Alors que la garde des Sceaux faisait le bilan des lacunes dans son département, notamment les dérives dans certains projets de construction, Ousmane Sonko a choisi ce moment pour exprimer ses doutes : « Madame la ministre, qu’est-ce que la justice fait vraiment ? Parfois, je me demande si c’est vraiment nécessaire de tout mettre en œuvre pour des résultats aussi faibles. »
Il a enchaîné avec une critique acerbe du système : « Dans ce pays, certains agissent en toute impunité, protégés par leur statut. Les milliards engloutis dans des projets douteux ne donnent lieu à aucune sanction. Le système reste intact, et les responsables, quels qu’ils soient, continuent de circuler librement. »
Des milliards gaspillés, aucune responsabilité engagée
Le Premier ministre a rappelé que la mission de son gouvernement était de rétablir la transparence et la responsabilité. « Nous avons été élus pour identifier clairement les coupables. Pourtant, aujourd’hui, on demande aux Sénégalais de refinancer des ouvrages déjà ruinés, tandis que d’autres s’enrichissent sans rendre de comptes. C’est inacceptable ! » a-t-il lancé avec fermeté.
Ousmane Sonko a également pointé du doigt la justice elle-même, soulignant que si celle-ci est affaiblie par des scandales, comment peut-elle garantir l’équité ? « Si la justice est corrompue ou paralysée, madame la ministre, que faites-vous de ces dossiers ? Aucune poursuite n’a encore été lancée. Où est la logique ? » a-t-il interrogé, exigeant des réponses.
Les promesses de la ministre de la Justice
Face à ces reproches, Yassine Fall a tenté de rassurer.

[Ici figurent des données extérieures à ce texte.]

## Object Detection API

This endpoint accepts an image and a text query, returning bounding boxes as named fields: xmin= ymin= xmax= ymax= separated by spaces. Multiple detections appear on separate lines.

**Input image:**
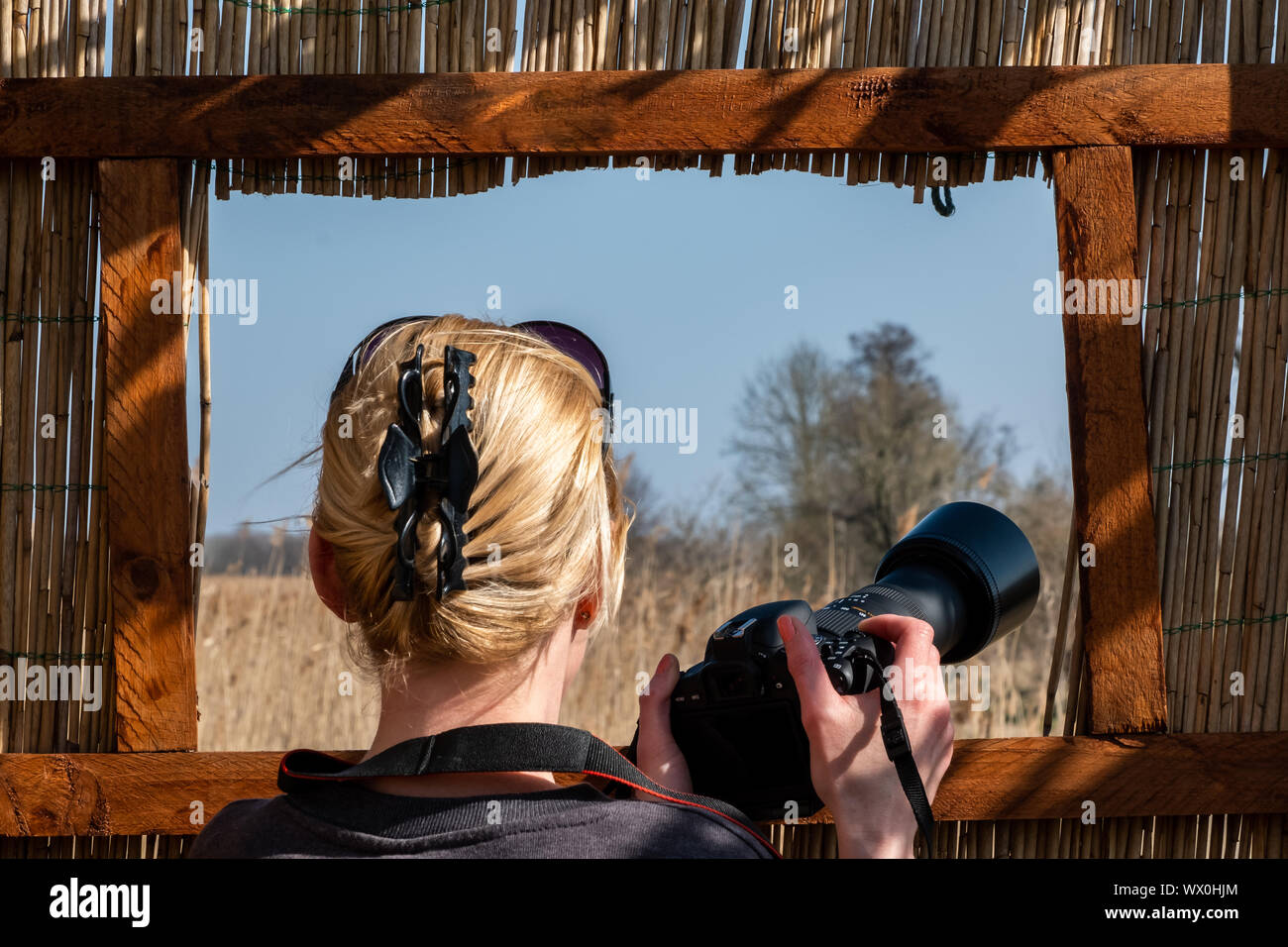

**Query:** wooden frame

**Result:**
xmin=0 ymin=64 xmax=1288 ymax=835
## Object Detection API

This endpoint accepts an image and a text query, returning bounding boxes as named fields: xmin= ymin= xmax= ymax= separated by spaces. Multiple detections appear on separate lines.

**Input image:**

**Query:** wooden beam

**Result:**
xmin=1052 ymin=147 xmax=1167 ymax=733
xmin=0 ymin=64 xmax=1288 ymax=158
xmin=98 ymin=159 xmax=197 ymax=751
xmin=0 ymin=732 xmax=1288 ymax=835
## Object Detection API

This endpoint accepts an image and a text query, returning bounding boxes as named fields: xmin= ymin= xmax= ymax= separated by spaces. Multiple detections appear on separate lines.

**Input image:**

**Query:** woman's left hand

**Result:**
xmin=635 ymin=655 xmax=693 ymax=798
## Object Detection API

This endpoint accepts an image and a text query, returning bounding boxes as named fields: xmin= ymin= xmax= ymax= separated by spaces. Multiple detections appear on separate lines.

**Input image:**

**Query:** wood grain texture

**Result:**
xmin=0 ymin=64 xmax=1288 ymax=158
xmin=0 ymin=732 xmax=1288 ymax=835
xmin=98 ymin=158 xmax=197 ymax=751
xmin=1052 ymin=147 xmax=1167 ymax=733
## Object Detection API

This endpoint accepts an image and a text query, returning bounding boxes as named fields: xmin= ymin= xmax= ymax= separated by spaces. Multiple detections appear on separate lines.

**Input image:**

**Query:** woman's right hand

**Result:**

Elle a affirmé que son équipe travaillait activement pour que « les responsables, quels qu’ils soient, répondent de leurs actes ». Malgré les obstacles structurels et organisationnels, elle a promis des résultats « sous la volonté de Dieu », pour le bien du peuple sénégalais.
Le Premier ministre n’a pas lâché prise. Il a reconnu l’importance des renégociations pour de nouveaux projets, comme les prisons, mais a rappelé que cela ne devait pas occulter l’obligation de sanctionner les fautifs, qu’ils soient ministres, directeurs généraux ou autres hauts fonctionnaires. « Les responsabilités doivent être établies, et les sanctions appliquées », a-t-il martelé, évoquant même un « sabotage judiciaire » dans certains cas.
Ousmane Sonko a exigé un suivi rigoureux de chaque dossier, avec une publication publique des conclusions. « Ces dossiers ne sont pas la propriété d’un magistrat, d’un Premier ministre ou d’un président. Ils appartiennent à tous les Sénégalais. Il est temps d’agir avec fermeté et transparence », a-t-il conclu, laissant entendre que des mesures plus strictes seraient prises prochainement.